Tuesday, November 04, 2008

PT Barnum Was Right


There really is one born every minute.


Over at FraudFiles Blog, forensic accountant Tracy Coenan's hobby of exposing the fundamental problems with MLM schemes always makes for interesting reading.


Almost as interesting, but far more tragic (in a humorous way) are the comments left by MLM shills that attempt to argue with her logic. Inevitably, they demonstrate a complete inability to think clearly, never mind articulate a coherent point of view.
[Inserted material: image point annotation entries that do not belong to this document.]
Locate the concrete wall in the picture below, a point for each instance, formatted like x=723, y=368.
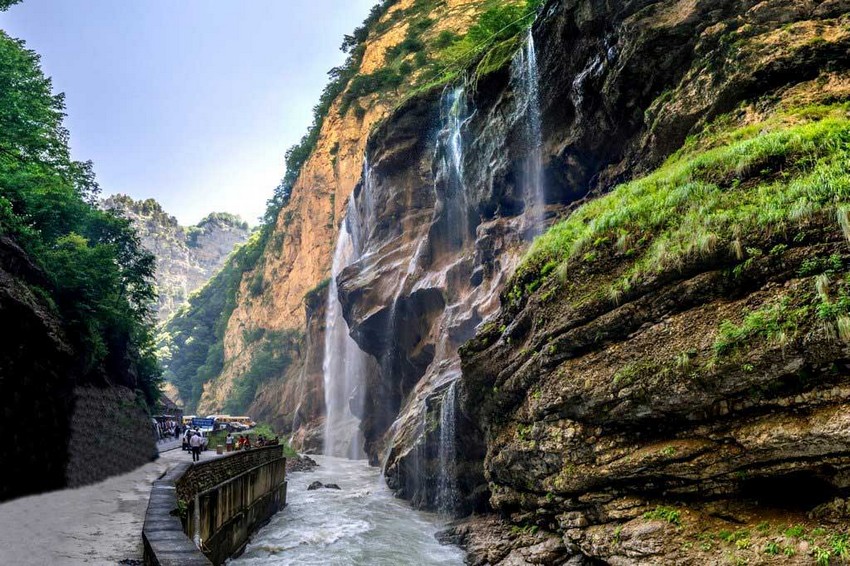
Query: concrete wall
x=111, y=434
x=223, y=501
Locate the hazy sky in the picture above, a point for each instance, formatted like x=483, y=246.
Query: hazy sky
x=192, y=102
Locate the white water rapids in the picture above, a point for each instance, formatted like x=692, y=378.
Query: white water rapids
x=362, y=524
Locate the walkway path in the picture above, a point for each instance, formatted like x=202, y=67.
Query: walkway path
x=96, y=524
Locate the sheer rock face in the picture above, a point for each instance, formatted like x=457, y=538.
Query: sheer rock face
x=186, y=258
x=595, y=424
x=619, y=90
x=299, y=255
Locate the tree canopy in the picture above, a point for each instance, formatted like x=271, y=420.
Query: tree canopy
x=100, y=281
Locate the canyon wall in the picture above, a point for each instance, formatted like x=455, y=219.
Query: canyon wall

Witness the following debate points left by various MLM clowns from Amway/Quixtar, United First Financial, Primerica, MovaVie, et al. who've visted her site:


covered247 Says: 03 Nov 08 at 2:05 pm

by the way, I bank with Wachovia and they offer me $25 for every customer that I refer (recruit) to open an account with them…….hmmmmmmmmm guess the banks are Pyramid schems also. I’ve also noticed that the only one that makes all the money at my JOB is the CEO at my company, while the pions do all the hard work


Sean Says: 23 May 08 at 7:35 pm
Just one quick question, I’ve studied alot of fortune 500 companies, MLM’s, and so for. Every one of them is set up the same exact way. The guy at the top makes the most money.


HEY SOMEONE HAS TO SERVE ME MY FRY’S RIGHT? LOL
BTW YOUR TELLING ME YOU DONT FORK MONEY OVER AT WORK? TAXES!! LOL OVER 400 A MONTH FOR MOST. ? LOL YOU OWN A BUSINESS RIGHT OW MUCH DID IT COST YOU? HOW MUCH ARE YOU “SHELLING OUT ” THIS IS RIDICULOUS.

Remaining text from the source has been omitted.